The tournament was a display of resilience and mental strength for the team, as wrestlers had to rally back from losses to continue moving up their brackets. Junior Miles Davis lost his first match, but then won his next three, securing a third-place finish.
“I was able to turn it around because my first match really motivated me to do better, I had a spark or a flame that I really wanted to push forward,” Davis said. “And it really gave me the confidence, because I was beating him, but he just beat me in the third quarter.”
The matches were also quite physical and required exceptional technique on top of the mental game.
“Physically, you have to have the endurance to keep going,” senior Mark Betanzo said. “When they’re trying to pin you and you’re trying to fight off your back, it’s the hardest moment, if you stop fighting it’s done, and if you keep fighting you can get out of it and push yourself to win the match.”
In Davis’ final match, he got off to a slow start against his Woodside High School opponent, but eventually came back and secured third place with a 10-8 victory despite distraction from the sidelines.
“[Spectators] were heckling me, they were saying how I was tired in the first round,” Davis said. “That really sparked something in me, because obviously, I wasn’t tired.
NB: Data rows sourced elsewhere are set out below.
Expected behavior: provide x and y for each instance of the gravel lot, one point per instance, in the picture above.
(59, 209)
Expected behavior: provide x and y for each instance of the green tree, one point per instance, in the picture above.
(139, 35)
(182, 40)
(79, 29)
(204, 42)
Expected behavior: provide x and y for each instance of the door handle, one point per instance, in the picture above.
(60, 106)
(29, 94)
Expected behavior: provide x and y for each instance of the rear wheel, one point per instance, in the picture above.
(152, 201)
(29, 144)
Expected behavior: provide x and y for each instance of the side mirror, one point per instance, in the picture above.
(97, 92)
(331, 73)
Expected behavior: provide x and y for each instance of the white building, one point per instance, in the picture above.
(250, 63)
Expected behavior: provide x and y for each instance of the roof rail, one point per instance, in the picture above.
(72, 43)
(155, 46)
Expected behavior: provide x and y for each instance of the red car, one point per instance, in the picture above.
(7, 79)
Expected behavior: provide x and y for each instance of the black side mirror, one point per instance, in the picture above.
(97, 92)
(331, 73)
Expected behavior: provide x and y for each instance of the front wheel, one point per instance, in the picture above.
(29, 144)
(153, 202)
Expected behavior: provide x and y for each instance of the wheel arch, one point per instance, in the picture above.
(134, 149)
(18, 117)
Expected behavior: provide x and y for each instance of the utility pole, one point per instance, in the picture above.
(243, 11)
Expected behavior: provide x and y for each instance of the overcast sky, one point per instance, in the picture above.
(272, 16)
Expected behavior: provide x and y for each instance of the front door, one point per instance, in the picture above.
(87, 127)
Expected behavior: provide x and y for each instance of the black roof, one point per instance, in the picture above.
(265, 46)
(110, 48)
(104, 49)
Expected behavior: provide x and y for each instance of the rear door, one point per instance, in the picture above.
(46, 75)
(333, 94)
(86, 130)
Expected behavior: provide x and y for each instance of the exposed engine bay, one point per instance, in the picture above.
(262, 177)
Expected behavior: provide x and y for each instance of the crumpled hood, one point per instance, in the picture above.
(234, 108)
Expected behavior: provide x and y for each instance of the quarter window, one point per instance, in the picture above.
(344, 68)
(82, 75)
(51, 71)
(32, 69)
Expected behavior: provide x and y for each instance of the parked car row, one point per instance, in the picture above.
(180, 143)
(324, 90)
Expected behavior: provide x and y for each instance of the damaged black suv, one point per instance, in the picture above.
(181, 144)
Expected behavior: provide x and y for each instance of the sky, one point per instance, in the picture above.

I kind of got mad at that, and I feel like everything just really motivated me.”
Betanzo, who won three of his five matches, finished fourth place in his bracket, a performance he was quite proud of.
“I got to try out a bunch of stuff I was working out, I don’t care if I won or lost, I was just happy with how I did,” Betanzo said. “Every practice, I push myself pretty hard and I can tell that I’m improving little by little.”
Given the success of junior varsity wrestlers at the tournament, Burch commended the team’s desire to win and feels confident the younger players will make notable contributions this season and in the future.
“I feel that we have a lot of newer wrestlers,” Burch said. “Once they get a tournament under their belt, and especially when they win, then they have the desire to keep winning.”